Tunus'ta yaşananlar, salgın, ekonomi ve genel kültürü ele alma yöntemi nedeniyle tüm ülkeyi uçuruma sürükleyen bir siyasi rejimin karşısında pratik bir demokrasi deneyimidir. Mısır deneyimi önemli dersler veriyorsa bunların başında da ulusal ilerleme programının tüm hızıyla ve benzeri görülmemiş hızlarda ilerlediği geliyor. Uluslararası kamu ve özel kurumlar da bunun tanığı.

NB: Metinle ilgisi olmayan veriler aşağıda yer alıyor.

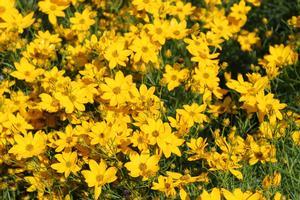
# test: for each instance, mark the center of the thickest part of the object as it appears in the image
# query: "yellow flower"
(26, 71)
(6, 6)
(99, 134)
(17, 124)
(182, 9)
(161, 134)
(67, 163)
(158, 30)
(67, 139)
(238, 194)
(272, 180)
(247, 40)
(99, 175)
(269, 106)
(28, 145)
(140, 140)
(116, 91)
(193, 113)
(14, 21)
(296, 137)
(197, 147)
(144, 49)
(166, 185)
(82, 21)
(173, 77)
(142, 165)
(214, 195)
(53, 10)
(116, 54)
(280, 56)
(177, 30)
(48, 103)
(74, 98)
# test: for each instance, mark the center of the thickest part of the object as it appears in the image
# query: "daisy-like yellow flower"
(99, 175)
(177, 30)
(269, 106)
(142, 165)
(48, 103)
(215, 194)
(238, 194)
(82, 21)
(296, 137)
(193, 113)
(6, 6)
(67, 163)
(116, 54)
(14, 21)
(144, 49)
(66, 140)
(28, 145)
(26, 71)
(165, 185)
(116, 91)
(158, 30)
(53, 10)
(173, 77)
(74, 97)
(247, 40)
(17, 124)
(197, 148)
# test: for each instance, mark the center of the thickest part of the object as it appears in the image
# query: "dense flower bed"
(149, 99)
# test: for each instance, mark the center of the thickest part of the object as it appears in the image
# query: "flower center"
(155, 133)
(142, 166)
(117, 90)
(29, 147)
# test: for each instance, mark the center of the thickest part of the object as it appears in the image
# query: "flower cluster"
(106, 99)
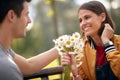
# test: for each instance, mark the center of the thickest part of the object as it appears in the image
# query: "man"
(13, 21)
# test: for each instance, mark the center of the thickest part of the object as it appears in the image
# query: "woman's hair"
(98, 8)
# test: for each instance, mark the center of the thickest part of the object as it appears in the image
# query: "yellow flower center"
(68, 42)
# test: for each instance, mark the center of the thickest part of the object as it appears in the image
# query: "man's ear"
(11, 16)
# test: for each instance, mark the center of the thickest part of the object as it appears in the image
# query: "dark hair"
(98, 8)
(15, 5)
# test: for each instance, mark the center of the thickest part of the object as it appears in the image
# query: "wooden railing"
(45, 73)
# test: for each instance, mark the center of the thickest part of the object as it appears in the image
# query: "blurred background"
(52, 18)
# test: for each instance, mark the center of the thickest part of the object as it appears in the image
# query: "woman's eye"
(87, 17)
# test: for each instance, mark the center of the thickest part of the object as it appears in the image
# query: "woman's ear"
(103, 16)
(11, 16)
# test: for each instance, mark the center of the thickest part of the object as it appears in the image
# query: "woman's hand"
(107, 34)
(67, 59)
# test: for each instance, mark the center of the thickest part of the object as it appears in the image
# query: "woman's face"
(90, 22)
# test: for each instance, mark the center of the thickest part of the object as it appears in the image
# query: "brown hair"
(98, 8)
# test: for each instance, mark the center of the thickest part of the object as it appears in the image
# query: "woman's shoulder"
(116, 37)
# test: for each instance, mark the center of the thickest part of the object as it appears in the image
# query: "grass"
(55, 63)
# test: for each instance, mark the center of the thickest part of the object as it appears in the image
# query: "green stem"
(67, 70)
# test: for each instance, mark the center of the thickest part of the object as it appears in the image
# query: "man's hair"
(15, 5)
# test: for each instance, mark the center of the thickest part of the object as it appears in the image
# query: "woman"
(101, 47)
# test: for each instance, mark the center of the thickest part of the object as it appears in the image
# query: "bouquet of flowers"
(72, 44)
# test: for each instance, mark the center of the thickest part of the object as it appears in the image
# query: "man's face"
(19, 29)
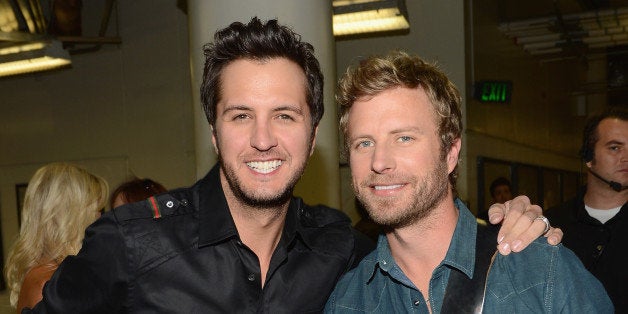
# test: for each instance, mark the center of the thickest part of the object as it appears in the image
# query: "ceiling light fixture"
(353, 17)
(33, 57)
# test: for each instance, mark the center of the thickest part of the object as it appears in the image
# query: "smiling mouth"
(264, 167)
(386, 187)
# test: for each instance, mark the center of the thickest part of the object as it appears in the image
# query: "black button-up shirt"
(601, 247)
(182, 254)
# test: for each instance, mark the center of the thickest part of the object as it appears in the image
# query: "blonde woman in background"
(61, 201)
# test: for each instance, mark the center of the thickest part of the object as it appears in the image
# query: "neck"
(259, 229)
(599, 195)
(419, 248)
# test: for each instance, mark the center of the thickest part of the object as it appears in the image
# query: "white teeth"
(387, 187)
(264, 166)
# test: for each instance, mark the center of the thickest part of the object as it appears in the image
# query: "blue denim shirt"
(540, 279)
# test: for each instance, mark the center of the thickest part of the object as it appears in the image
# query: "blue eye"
(241, 116)
(404, 138)
(284, 116)
(362, 144)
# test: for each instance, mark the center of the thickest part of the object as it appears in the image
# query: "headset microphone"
(614, 185)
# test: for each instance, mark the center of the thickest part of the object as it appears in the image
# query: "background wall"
(123, 110)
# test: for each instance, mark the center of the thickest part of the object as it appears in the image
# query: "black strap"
(464, 295)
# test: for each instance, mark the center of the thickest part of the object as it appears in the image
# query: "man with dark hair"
(596, 220)
(434, 256)
(501, 192)
(237, 241)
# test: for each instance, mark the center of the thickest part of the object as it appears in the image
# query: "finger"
(525, 230)
(554, 236)
(528, 234)
(496, 213)
(514, 209)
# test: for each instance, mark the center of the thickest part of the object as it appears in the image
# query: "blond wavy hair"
(61, 200)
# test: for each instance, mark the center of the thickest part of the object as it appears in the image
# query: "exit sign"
(493, 91)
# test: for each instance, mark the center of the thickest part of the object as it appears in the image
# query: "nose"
(263, 137)
(383, 160)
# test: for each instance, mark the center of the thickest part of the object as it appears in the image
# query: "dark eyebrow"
(294, 109)
(237, 107)
(614, 142)
(407, 129)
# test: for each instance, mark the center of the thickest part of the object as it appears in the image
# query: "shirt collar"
(216, 223)
(460, 255)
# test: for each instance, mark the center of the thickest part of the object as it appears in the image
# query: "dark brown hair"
(136, 190)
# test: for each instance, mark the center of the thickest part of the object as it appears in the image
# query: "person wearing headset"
(595, 222)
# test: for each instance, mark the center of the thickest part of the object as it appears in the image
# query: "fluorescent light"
(33, 57)
(369, 16)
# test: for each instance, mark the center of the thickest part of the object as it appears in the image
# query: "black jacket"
(182, 254)
(602, 248)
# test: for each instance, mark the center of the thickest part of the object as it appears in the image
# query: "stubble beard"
(424, 198)
(251, 197)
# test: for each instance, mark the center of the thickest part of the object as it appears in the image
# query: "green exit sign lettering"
(493, 91)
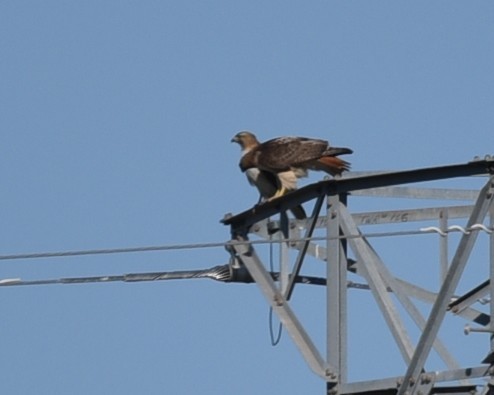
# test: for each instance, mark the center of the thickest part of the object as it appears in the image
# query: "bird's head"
(246, 140)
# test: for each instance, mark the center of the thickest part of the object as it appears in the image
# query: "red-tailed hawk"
(275, 165)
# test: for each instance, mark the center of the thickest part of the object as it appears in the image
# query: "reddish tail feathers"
(332, 165)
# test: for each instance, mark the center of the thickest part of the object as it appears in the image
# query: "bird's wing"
(284, 153)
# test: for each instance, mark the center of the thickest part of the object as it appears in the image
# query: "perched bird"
(275, 165)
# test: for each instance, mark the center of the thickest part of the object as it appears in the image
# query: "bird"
(274, 166)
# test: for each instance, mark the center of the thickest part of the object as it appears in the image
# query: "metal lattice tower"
(394, 296)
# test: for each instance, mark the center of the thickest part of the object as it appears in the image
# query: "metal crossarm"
(342, 228)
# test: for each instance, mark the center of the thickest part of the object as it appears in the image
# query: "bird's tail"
(336, 151)
(331, 165)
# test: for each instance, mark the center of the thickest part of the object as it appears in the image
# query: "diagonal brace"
(439, 309)
(280, 305)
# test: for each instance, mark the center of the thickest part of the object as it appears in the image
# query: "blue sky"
(116, 119)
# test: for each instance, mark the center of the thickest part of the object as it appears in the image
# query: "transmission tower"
(395, 297)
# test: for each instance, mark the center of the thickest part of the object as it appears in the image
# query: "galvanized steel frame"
(339, 222)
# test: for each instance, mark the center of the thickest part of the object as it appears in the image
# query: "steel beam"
(345, 185)
(336, 297)
(398, 291)
(303, 250)
(281, 307)
(439, 308)
(379, 289)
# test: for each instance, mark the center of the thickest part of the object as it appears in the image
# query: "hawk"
(275, 165)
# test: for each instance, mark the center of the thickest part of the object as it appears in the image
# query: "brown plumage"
(278, 163)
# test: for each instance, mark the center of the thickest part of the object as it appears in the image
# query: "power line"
(190, 246)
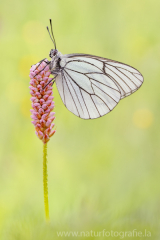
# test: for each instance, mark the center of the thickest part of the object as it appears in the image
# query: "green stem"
(45, 181)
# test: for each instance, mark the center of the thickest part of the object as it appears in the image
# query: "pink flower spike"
(42, 101)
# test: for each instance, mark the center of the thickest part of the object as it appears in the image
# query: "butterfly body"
(91, 86)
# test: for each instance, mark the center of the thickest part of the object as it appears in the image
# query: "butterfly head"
(53, 53)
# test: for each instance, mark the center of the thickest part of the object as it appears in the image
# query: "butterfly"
(91, 86)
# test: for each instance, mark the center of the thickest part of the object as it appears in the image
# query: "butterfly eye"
(52, 53)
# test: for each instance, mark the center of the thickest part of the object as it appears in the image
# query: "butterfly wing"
(91, 87)
(127, 78)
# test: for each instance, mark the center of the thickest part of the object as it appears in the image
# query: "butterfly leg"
(51, 81)
(47, 63)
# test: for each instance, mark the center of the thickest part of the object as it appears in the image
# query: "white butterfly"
(91, 86)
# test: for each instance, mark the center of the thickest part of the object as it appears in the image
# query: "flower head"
(42, 101)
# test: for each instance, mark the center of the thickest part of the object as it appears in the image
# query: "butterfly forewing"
(85, 89)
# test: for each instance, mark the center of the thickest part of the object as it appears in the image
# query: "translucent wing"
(91, 87)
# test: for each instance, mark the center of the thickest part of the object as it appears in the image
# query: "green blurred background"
(103, 173)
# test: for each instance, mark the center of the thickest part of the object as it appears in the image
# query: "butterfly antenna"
(52, 32)
(50, 36)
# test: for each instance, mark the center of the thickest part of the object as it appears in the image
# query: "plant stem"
(45, 182)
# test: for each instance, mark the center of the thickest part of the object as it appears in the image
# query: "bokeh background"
(103, 173)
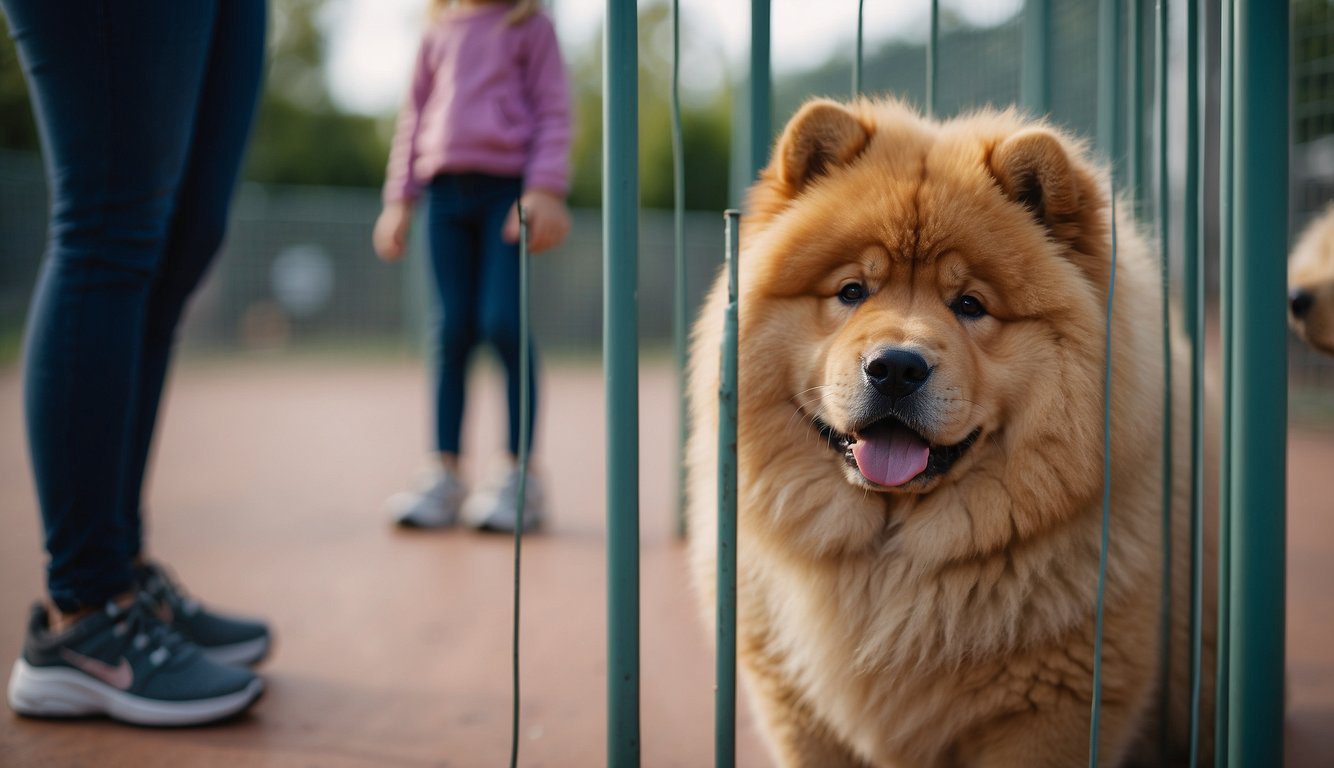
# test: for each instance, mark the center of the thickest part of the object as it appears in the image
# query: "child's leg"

Gerçek şu ki, 30 Haziran 2013'te Mısır'da yaşananlar daha önce hiç görülmemiş hızlarda reformun yeniden canlandırılmasının habercisiydi. Arap Baharı, Arap ülkelerini Müslüman Kardeşler’e ve onun takipçilerine teslim ettiyse; şiddete, teröre, kaosa ve iç savaşlara yol açtıysa, reform da öncekilerden farklı bir Arap döneminin başlangıcıydı. En az bunun kadar önemli bir diğer husus, Mısır deneyiminin anlaşmazlıkları ile nasıl başa çıkacağını bilmesi halinde aslında Arap ülkeleri için gerçek bir kurtuluş sağlayacak Arap bağının gerçek varlığını kanıtlamış olmasıdır. Bu Mısır'da oldu, şimdi de Tunus'ta gerçekleşiyor. Ve eğer Arap iç görüsü ve feraseti üzerine düşeni yaparsa, Yemen, Lübnan, Suriye, Irak ve Libya'yı kurtarmak gibi ulusal ve vatansever bir misyonu da var demektir. Bir kez daha belirtelim; ABD'nin bölgeden çıkışı stratejik bir boşluğun varlığı, Arapların vahşi bölgesel güçler için kolay bir av olacağı anlamına gelmez. Aksine geçmişte büyük ölçüde başarılı olan bölgedeki Arap ilerleme eğilimini desteklemek için bir başka testtir ve kardeş Tunus halkının güçlü enerjisinin yardımıyla Tunus'ta da başarılı olacaktır. Bu bir çiçek, bir esinti, bir meyve bile vermeyen sözde “Bahar”da yaşananları düzeltmek için değil, prestijli bir milli projeyle bir bütün olarak Arap milletini ileriye götürmek için verilen bir savaştır.